Heroic Reistance to Green Tyranny
Who’d want to buy a VW right now?
Me, for one. The VW I currently drive is, by some margin, the most exciting car I’ve ever owned.
It’s a Golf Four-Motion which I picked up for a song on Ebay. From the outside it looks deceptively ordinary: just the standard, boxy Golf body with no distinguishing marks or features to tell you how secretly evil it is. But underneath the bonnet is a ludicrously inappropriate 2.8 litre V6 engine. On a Golf. Imagine!

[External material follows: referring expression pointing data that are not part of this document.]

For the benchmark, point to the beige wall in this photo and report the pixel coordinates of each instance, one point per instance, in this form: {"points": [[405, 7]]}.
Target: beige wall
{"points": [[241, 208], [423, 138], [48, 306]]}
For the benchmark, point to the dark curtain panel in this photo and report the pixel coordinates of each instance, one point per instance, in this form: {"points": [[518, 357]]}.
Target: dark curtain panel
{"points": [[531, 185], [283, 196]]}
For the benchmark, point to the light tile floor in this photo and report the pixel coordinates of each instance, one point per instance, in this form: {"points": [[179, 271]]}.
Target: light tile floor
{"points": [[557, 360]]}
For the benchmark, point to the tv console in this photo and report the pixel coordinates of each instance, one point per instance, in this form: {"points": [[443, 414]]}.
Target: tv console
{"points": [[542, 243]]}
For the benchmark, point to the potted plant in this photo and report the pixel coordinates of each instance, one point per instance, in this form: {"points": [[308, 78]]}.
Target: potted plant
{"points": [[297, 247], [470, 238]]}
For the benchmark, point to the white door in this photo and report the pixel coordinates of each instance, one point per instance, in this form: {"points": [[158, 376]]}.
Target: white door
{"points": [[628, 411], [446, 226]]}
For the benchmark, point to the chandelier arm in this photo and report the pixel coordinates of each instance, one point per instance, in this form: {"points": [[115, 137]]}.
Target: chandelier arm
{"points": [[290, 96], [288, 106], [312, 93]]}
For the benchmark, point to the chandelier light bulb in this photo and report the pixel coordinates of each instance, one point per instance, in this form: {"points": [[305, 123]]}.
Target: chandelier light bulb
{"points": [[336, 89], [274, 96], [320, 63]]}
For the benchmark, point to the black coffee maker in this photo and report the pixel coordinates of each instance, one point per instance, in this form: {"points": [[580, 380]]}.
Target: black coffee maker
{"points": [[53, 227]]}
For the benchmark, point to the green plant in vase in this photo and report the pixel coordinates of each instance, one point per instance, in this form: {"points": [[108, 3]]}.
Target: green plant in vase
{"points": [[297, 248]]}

It goes like a rocket. Or rather – as the bloke who sold it to me so exquisitely put it – it goes like a stabbed rat.And that’s a quality I appreciate in a car. Since I got my Golf Four-Motion, boring chores like trips to the shop to pick up some milk have been transformed. A free blow job on the way there; a free blow job on the way back. What’s not to like?
VW are welcome to use that line in their next ad campaign if they like. But I expect they won’t because right now they’ll be concentrating on keeping their heads down.
It’s true though. VW makes cars for people whose main priority is cars, as opposed to people who want to show how guilty they feel about doing something quite as disgusting as driving.
Which is the real reason, I suspect, that they ended up being targeted by the green Gestapo, in the form of the Environmental Protection Agency, which has caught VW out doctoring their emissions tests to make their cars look greener than they actually are. (Invented by Hitler; destroyed by the green Gestapo. Oh the irony!)